Chancellor Rishi Sunak is being urged to do whatever possible to help the struggling cider industry, currently facing its worst-ever crisis because of coronavirus.
The plea has come from Conservative Ian Liddell-Grainger, MP for Bridgwater and West Somerset and chairman of the all-party parliamentary cider committee.
He wants the Chancellor to consider support for the industry as he starts drawing up his Autumn Statement but is warning that the current situation is so serious the very existence of some smaller producers could already be under threat.
Cider sales have been declining in recent years but have suffered a huge slump this year as a result of pubs being put out of action during lockdown.
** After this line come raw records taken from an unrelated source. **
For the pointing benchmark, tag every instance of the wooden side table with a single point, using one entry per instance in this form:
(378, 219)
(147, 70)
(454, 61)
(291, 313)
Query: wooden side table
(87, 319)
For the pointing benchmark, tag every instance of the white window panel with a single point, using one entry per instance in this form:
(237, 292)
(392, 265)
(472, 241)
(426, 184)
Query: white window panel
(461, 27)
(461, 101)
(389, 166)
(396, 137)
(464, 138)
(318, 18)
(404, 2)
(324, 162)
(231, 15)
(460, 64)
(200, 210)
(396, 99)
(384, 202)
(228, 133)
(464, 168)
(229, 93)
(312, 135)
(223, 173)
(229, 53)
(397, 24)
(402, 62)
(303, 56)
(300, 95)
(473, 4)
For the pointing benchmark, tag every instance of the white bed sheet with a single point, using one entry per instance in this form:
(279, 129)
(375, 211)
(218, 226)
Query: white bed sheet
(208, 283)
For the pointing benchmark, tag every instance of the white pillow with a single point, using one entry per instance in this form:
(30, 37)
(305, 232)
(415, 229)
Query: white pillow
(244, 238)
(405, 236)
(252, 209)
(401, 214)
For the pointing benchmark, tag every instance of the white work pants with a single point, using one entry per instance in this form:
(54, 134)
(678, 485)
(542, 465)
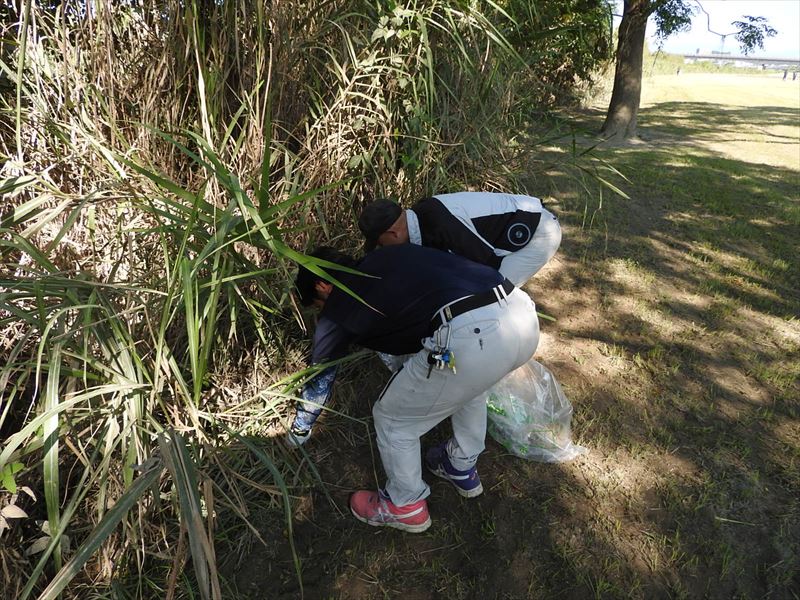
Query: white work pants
(488, 343)
(523, 264)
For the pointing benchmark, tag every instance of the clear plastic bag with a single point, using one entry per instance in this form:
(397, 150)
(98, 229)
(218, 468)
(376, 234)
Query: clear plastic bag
(530, 415)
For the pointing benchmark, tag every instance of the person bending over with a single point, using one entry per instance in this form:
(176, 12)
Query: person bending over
(514, 234)
(464, 327)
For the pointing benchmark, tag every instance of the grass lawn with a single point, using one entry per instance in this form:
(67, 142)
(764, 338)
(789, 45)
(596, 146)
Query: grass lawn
(677, 340)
As a result of that cider makers are sitting on huge volumes of unsold stock and there is no home for hundreds of tons of fruit which would normally be harvested and pressed this autumn.
Some growers’ contracts were cancelled and many acres of trees grubbed up when sales took a severe downward turn last year, but coronavirus has now plunged the industry into unprecedented difficulties, with the likelihood that the latest restrictions on pub opening hours will merely compound them.
Mr Liddell-Grainger said the situation starkly illustrated the difference between brewing and cider-making but actually reinforced the argument for making cider a special case when it came to duty rates.
“Brewing is an industrial process which takes place largely in urban areas and which can quite literally be turned on and off like a tap” he said.
“Cider-making is radically different. For one thing it involves a supply chain which reaches right back into the heart of the countryside and for another it depends on long-term planning.
“Demand has to be anticipated by planting new trees but there is always the risk that in the seven or eight years they take to start fruiting commercially the market will have gone into reverse and there will be no outlet for the apples.
“What we are seeing here is an extreme example of that. For the cider makers times are difficult enough but at least they still have stock to sell. But for the growers who have been told their fruit isn’t wanted it’s a catastrophic year."
Mr Liddell-Grainger said cider had traditionally received favourable treatment over duty because the industry created jobs in rural areas and because cider orchards – completely untouched for most of the year –were a huge national environmental asset.
He concluded: “A duty cut would have little negative impact on the Treasury’s tax take but it would provide a short-term sales stimulus as well as sending a signal to growers that the Government does have the industry’s interests at heart and is keen to ensure it comes through its present difficulties.”